Welcome to 21 Love Hotel...
...such a lovely place. Tout comme le bar parisien où notre envoyée spéciale Spydermonkey a finalement retrouvé Clémence Leaute et Frederic D. Oberland samedi dernier à l’heure du thé, avant la balance de leur concert à la Flèche d’Or. Une rencontre intimiste et décontractée.
Comment est né 21 Love Hotel ?
Frédéric : Ça s’est passé après un dîner, en été 2005, j’étais à la guitare et Clémence au piano. On jouait et ça rendait bien. Mais c’était en dilettante. Je faisais partie de plusieurs groupes et je composais des musiques de films. Clémence venait chanter dans un de mes groupes aussi.
Clémence : Au départ, on ne pensait pas du tout à faire quelque chose, ni des concerts. On voulait rester chez nous.
Frédéric : Puis on a commencé à s’enregistrer avec le minidisc et on a vu qu’il y avait des débuts de structures. Ça s’est fait naturellement.
Quelle est la signification de 21 Love Hotel ?
Clémence : Chacun est libre de l’interpréter. Pour nous, il y a une idée de voyage. La combinaison de "Love" et "Hotel", avec tout ce qu’on peut imaginer...
Frédéric : C’est une musique de voyage, "travellings"...
Clémence : Pour 21... C’est un chiffre qui nous poursuit... surtout moi en fait...
Justement, à l’écoute de vos morceaux, on a le sentiment qu’on tient un disque pour faire l’amour. Est-ce le but recherché ? Comment s’est déroulée l’écriture du disque pour avoir cette impression ?
Frédéric : Non, on avait pas de but particulier. Cette impression vient sans doute du côté "intimiste" et du fait qu’on soit un homme et une femme, en couple. Comme d’autres je pense, je fais parfois l’amour en mettant de la musique et on a chacun des disques qui nous conviennent pour faire l’amour. On serait très honorés si des gens faisaient l’amour sur notre musique...
Frédéric, vous écrivez la musique en compagnie de Clémence. Comment s’effectue la répartition des tâches ?
Frédéric : Il n’y a rien de défini. Ça peut venir de la guitare, du
chant...
Clémence : ...d’un texte. Il faut que ce soit naturel. Si au bout d’un moment, rien ne se construit, on met le morceau de côté.
Frédéric : C’est très spontané.
Clémence, on peut facilement comparer ton chant à Beth Gibbons
(Portishead), An Pierlé ou Ambrosia Parsley.
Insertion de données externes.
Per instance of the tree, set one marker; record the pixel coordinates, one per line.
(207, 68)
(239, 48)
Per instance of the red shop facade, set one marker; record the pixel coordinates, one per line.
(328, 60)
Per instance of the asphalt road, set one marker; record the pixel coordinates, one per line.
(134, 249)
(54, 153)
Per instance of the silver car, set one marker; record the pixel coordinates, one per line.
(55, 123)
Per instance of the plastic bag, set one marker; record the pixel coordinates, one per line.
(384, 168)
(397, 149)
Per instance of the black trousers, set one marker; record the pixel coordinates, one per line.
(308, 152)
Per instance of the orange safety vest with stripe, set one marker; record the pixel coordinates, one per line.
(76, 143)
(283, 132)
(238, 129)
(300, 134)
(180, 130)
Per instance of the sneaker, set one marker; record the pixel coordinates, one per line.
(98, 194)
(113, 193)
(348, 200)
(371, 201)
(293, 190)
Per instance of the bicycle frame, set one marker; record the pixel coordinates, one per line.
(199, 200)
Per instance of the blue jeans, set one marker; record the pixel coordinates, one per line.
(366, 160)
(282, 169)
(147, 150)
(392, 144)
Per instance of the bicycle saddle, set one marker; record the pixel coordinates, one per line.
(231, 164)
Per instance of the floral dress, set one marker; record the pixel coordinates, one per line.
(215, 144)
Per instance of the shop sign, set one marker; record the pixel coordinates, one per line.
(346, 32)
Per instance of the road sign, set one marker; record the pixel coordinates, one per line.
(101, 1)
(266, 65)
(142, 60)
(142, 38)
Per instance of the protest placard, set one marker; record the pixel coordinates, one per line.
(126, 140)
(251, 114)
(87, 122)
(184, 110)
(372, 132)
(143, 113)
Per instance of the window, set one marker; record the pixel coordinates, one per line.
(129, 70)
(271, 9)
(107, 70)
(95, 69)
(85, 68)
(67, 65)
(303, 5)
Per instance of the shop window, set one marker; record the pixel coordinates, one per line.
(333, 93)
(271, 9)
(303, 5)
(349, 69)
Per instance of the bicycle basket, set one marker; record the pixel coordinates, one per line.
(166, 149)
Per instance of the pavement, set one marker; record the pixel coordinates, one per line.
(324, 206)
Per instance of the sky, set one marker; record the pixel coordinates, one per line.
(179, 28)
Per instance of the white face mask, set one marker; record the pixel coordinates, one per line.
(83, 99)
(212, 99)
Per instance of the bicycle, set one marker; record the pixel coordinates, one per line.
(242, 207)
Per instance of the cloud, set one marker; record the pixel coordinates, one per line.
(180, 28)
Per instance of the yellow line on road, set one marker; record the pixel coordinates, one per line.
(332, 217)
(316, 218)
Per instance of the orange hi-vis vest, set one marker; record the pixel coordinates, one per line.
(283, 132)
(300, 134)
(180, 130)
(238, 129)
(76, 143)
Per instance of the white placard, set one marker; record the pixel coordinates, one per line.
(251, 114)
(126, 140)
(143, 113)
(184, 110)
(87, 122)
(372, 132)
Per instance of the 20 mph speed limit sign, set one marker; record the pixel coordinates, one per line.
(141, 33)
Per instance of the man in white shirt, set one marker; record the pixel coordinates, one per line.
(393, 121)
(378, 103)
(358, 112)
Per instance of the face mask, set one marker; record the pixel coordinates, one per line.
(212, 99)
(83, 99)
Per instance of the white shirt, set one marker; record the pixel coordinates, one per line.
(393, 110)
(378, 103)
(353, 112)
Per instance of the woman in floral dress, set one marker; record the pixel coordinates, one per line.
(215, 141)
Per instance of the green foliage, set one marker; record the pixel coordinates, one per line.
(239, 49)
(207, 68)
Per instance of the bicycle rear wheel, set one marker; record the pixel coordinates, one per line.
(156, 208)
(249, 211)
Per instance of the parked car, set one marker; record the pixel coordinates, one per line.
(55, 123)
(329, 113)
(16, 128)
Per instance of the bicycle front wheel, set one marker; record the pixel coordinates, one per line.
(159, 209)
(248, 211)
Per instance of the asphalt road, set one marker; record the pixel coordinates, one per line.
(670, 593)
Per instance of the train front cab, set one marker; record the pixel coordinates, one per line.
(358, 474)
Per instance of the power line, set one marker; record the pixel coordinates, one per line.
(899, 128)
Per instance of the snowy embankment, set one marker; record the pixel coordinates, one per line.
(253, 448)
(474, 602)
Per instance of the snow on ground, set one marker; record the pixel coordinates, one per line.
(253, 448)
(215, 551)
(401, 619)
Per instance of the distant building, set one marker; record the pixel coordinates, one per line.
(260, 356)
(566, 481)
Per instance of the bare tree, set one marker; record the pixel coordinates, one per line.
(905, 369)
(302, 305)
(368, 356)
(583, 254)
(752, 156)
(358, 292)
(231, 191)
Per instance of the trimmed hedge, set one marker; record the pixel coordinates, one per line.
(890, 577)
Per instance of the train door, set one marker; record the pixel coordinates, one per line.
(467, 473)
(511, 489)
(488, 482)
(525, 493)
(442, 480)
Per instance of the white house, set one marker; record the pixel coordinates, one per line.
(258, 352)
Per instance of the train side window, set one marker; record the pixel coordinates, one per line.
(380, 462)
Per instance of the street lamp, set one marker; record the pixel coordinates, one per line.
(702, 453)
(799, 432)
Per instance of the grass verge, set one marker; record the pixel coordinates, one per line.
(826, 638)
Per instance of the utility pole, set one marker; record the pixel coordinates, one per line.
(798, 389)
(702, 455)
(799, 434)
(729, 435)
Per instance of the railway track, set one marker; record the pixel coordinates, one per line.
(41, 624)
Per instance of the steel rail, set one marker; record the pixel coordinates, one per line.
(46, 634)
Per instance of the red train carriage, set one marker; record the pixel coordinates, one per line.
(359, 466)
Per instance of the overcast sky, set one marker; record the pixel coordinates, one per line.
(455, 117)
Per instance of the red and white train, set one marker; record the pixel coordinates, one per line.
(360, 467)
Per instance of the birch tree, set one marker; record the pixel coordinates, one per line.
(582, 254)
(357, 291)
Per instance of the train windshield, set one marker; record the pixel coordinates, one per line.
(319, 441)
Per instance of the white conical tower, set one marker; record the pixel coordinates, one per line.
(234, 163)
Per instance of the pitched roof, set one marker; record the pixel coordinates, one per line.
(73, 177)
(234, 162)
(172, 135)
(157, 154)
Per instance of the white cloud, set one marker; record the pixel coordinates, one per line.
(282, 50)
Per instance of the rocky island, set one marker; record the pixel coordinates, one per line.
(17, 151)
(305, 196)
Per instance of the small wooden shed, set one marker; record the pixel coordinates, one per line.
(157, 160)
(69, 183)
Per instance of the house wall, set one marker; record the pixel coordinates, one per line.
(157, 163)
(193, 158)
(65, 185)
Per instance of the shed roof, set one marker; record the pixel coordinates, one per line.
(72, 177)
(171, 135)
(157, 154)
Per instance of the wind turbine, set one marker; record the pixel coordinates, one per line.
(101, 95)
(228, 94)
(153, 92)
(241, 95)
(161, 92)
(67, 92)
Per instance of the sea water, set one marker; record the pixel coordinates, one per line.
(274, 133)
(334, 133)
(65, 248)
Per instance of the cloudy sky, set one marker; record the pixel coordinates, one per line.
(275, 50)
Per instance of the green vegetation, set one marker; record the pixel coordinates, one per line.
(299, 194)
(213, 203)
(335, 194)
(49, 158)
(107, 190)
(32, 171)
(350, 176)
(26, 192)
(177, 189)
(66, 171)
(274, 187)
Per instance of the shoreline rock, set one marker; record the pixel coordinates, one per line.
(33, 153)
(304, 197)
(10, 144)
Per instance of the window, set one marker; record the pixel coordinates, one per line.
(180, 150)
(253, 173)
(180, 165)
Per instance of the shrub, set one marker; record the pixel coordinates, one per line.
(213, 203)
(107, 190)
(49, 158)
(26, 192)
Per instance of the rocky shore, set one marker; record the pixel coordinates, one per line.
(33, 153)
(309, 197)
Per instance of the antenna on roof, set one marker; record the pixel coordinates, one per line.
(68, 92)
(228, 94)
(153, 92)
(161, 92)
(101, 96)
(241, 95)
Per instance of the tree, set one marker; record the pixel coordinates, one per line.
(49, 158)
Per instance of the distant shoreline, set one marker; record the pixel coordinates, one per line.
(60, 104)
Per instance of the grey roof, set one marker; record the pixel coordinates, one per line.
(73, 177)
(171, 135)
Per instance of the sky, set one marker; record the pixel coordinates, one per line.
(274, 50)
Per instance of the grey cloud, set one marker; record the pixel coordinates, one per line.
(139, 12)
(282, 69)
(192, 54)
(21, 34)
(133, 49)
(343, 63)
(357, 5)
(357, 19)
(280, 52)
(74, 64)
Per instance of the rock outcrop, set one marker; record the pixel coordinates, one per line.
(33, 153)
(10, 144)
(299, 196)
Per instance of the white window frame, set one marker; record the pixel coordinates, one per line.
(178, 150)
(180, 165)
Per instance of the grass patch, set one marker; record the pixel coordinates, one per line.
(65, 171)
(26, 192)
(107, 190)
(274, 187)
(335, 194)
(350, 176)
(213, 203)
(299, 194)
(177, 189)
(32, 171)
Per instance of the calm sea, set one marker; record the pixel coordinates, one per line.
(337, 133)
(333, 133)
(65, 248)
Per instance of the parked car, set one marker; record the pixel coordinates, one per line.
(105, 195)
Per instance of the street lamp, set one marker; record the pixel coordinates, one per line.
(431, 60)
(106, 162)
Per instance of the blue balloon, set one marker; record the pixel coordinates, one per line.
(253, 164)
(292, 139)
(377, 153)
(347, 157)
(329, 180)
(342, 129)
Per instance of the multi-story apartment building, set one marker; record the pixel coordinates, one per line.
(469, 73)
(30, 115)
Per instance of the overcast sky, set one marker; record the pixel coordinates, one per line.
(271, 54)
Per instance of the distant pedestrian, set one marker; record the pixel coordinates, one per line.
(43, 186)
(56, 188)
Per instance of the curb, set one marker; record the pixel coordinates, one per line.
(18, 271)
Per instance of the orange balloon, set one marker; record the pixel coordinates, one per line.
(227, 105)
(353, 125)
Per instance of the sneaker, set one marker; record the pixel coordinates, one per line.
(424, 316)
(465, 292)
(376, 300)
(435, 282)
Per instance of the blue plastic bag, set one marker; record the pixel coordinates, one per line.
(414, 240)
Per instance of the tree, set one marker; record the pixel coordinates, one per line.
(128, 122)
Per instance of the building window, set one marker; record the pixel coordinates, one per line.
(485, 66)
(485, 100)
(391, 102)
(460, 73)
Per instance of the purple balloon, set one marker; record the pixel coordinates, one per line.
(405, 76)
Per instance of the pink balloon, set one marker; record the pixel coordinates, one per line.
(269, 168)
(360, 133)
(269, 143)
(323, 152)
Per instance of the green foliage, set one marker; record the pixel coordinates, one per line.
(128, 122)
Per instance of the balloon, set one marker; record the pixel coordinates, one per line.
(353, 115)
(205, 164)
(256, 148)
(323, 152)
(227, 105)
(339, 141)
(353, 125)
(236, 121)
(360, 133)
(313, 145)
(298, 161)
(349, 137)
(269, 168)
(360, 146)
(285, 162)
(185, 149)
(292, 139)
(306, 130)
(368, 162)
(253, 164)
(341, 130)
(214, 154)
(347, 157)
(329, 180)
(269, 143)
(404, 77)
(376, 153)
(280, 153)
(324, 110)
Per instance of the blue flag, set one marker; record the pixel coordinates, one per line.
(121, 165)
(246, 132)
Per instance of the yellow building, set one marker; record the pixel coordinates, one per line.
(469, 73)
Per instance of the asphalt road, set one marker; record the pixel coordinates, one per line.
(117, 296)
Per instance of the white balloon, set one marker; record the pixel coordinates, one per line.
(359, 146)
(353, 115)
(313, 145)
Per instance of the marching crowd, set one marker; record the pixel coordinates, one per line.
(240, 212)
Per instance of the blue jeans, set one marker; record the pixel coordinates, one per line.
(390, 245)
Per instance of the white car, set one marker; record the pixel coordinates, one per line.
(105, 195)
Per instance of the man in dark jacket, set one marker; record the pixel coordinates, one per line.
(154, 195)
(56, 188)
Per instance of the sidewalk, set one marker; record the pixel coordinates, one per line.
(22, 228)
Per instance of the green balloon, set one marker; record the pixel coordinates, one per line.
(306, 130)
Connaissez-vous et
appréciez-vous ces artistes ?
Frédéric : On a découvert An Pierlé récemment, sur la tournée de Venus avec qui elle avait quelques dates. On a beaucoup aimé. Mais on ne se dit pas "on va faire comme telle artiste" quand on joue.
Clémence : Pour Beth Gibbons et Portishead, c’est très différent de ce qu’on fait. On a écouté le live qui est très bien...
Frédéric : Le live, c’est sûr, c’est un truc qu’on est obligé d’avoir écouté. En ce moment, on joue accompagnés de trois musiciens. Le batteur est issu du jazz, il a une super technique, le guitariste est plutôt impro noisy et le bassiste est plus jazz hardcore... Mais ensemble on ne parle jamais en terme de musique, on ne parle pas de mesures ou de tempo.. et encore moins de disques pour exprimer ce qu’on voudrait.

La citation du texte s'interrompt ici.